La divergence d’Alias ne tient bien qu’à ce millimètre de membrane blanche qui le recouvre tout entier. Or le sang versé par son père et le petit albinos mentionné ci-dessus est le même que celui de son oncle noir, assassiné par une milice, ainsi que celui des braconniers sur lesquels s’abat la barbarie vengeresse des villageois. À ce titre, le film ne fait pas d’équivoque : si les albinos de la région sont pourchassés comme des volailles pour leur sot‑l’y‑laisse, c’est parce qu’un Styx de sang irrigue la société tanzanienne depuis ses racines profondes. C’est pourquoi le film commence deux fois : d’abord avec un fantôme, puis avec un poulet. Ce volatile, qu’Alias décapitera et laissera courir étêté, c’est lui, et tout le gibier (animal comme humain) menacé de débitage.

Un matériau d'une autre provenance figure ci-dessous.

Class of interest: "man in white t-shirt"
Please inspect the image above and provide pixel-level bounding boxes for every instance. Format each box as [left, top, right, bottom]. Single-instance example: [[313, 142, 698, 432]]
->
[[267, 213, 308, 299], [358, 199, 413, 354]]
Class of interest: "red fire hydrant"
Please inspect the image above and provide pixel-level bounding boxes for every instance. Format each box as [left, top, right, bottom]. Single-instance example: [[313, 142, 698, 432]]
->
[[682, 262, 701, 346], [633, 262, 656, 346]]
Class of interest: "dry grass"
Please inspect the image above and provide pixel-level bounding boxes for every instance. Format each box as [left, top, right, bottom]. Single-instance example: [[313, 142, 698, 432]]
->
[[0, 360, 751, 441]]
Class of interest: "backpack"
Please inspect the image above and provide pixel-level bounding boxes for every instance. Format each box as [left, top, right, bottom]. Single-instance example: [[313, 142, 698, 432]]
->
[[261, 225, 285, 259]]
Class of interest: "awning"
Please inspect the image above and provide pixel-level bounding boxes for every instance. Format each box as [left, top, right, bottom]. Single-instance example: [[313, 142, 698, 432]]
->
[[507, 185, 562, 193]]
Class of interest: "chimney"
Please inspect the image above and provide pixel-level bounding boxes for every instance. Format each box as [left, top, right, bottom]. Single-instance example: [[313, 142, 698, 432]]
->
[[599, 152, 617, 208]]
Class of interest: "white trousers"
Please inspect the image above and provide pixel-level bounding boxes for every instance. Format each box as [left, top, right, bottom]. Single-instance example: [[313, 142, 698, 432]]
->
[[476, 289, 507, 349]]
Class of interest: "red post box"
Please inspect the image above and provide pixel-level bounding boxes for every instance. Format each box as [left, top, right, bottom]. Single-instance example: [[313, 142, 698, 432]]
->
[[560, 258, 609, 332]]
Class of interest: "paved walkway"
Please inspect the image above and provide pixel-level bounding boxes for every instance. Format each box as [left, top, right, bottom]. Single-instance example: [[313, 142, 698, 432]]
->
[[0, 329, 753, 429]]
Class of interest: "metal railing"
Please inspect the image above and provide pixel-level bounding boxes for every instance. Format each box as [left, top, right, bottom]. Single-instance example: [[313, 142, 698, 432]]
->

À l’heure où l’idéologie antispéciste fait son retour en grâce, force est de constater – une fois n’est pas coutume – que la grille de lecture vegan offre une option pertinente à l’examen de White Shadow. Il suffit pour s’en convaincre de reprendre le trajet d’Alias, qui d’éleveur-prédateur-mangeur, finit par refuser d’infliger aux assassins de son ami albinos le même traitement barbare qu’eux lui ont pourtant fait subir. Sous cet éclairage, le film ressemble moins à un conte humaniste qu’à un récit d’apprentissage végétarien. La démonstration CQFD viserait à conclure qu’une relation de causalité existe bien entre la consommation de viande – très présente au début du film, puisque la mère d’Alias tranche de la volaille crue, et que son père se fait littéralement découper pendant que mijote le dîner – et une sauvagerie mal décrottée dont nous serions, nous autres non-vegans, les héritiers inconscients. On passe sur ces querelles de bac à sable, indignes du film, car Deshe a le mérite de ne pas farder un sujet sous une autre cause, relevant un rapport juste sans dissoudre ses ambitions mythologiques dans une idéologie. Ce tressage solide fait de White Shadow un peu plus qu’un manifeste, un film de fantôme, une ethnographie, un survival cracra ou un bidule expérimental : il est tout cela à la fois.